Football Free Agents Try Out at HUB Camp, San Diego County

Evan Willsmore (’22) interviews aspiring pro footballers at HUB Football Camp, San Diego County’s new tryout program for the North American leagues.


photo credit: WKU Sports

Ta’Corian Darden, cornerback, during his time with Western Kentucky.

Last December 15th athletes from across the nation gathered at Southwestern College in Chula Vista, California, to partake in HUB Football Camp, watched by scouts from various North American leagues. HUB Football was founded by Don Yee, a man who is most notable for being Tom Brady’s agent. The company sets up workouts for free-agent football players that mimic drills seen in actual NFL training camps, drills that vary by position. The goal is to try and create a different product from what is seen at the NFL combine, and give players a better shot at signing pro contracts.

I arrived just before 10:00 that morning and the first person I met was Scott Yoffe. Yoffe runs his own public relations firm in San Diego and previously worked in the Chargers front office for over two decades. After a discussion with him, I had a deeper understanding of the group of players they had assembled. “A lot of these guys are going to start out on special teams,” he said. “Even though the drills here are divided up by position group, we’re not going to overlook specific aspects of the game when trying to give people opportunities.” Yoffe added that his favorite part of the camp was the one-on-one drills between wide receivers and cornerbacks, with Ben Putman (Nevada WR) being his top candidate to look out for. 

Once I had finished talking to Scott, I ran into former Western Kentucky cornerback, Ta’Corian Darden.
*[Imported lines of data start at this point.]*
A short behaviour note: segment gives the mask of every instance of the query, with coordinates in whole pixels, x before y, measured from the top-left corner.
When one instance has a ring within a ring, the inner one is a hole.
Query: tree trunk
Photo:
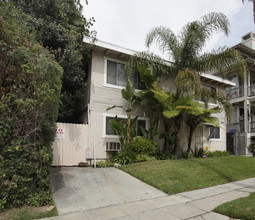
[[[193,136],[194,130],[195,129],[193,127],[189,128],[188,152],[190,152],[190,149],[191,149],[191,142],[192,142],[192,136]]]
[[[179,115],[176,120],[174,121],[175,124],[175,132],[176,132],[176,139],[175,139],[175,155],[177,156],[177,158],[182,158],[182,152],[181,152],[181,138],[182,138],[182,134],[181,134],[181,127],[182,127],[182,120],[183,117],[182,115]]]
[[[180,129],[178,133],[176,134],[176,139],[175,139],[175,155],[177,156],[178,159],[182,158],[182,151],[181,151],[181,132]]]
Western Kentucky was wrapping up one of their best seasons in program history, highlighted by quarterback Bailey Zappe breaking the FBS record for passing yards and touchdowns. Although Darden had left in 2020 to seek pro opportunities, we had a good discussion regarding some of his former teammates. 

The biggest takeaway from my time with Darden wasn’t related to the game of football, however. Kentucky had just been hit by a deadly tornado, and Darden had been there to witness everything. He’d only flown to California a day earlier, hoping that relief efforts would calm the situation down by the time he returned. “My apartment survived, but the power went out right away,” Darden said. “It still hasn’t been fixed, but I’m just happy to be alive and safe.”

Once I had seen most of the action, I went onto the field during one of many scheduled breaks. This break happened to be longer due to a change in position group. I ended up meeting Quincy Mauger, a former Atlanta Falcons safety whom I had an eye on before the camp even began.

Quincy Mauger, safety, during a preseason game with the Atlanta Falcons. (photo credit: Atlanta Falcons)

Mauger was one of the most accomplished players at the event, and also had a great attitude. He was very easy-going, and made you want to be around him longer. The one thing I noticed about Mauger was his confidence, which was a defining part of his personality. “I played in the SEC, which is the most competitive place to be when it comes to college football,” he said. “I think that gives me a nice advantage, because the guys I’ve gone up against were some of the best recruits in the nation.”

As mentioned before, Mauger spent time with the Falcons, but never really carved out a role for himself there. Later in his career, he played in the now-defunct Alliance of American Football (AAF), a “spring league” that was troubled by controversies about finances, organizational management and other issues. But even if Mauger’s journey didn’t go as planned, he never lost hope. “I’ve been in many different places now, and it’s all been worth it,” he said. “It’s important to take every opportunity you can get, especially in the football world, where things can end in the blink of an eye.”

Since I interviewed them, both Ta’Corian Darden and Quincy Mauger have gone on to sign pro contracts. Darden joined the Sioux Falls Storm of the Indoor Football League (IFL), and Mauger joined the BC Lions of the Canadian Football League (CFL). Nearly 30% of all HUB camp attendees have gone on to sign contracts since the program’s inception in 2020, and so far the number of total attendees is well over 500 in total.

There have been three more HUB Football Camps since the one back in December, and it looks like the program will only continue to grow as its popularity increases. The HUB organization has also announced that they will be starting a separate program for collegiate football players in the transfer portal, with the hope of getting players onto a new team quicker, or a better team than they were on before.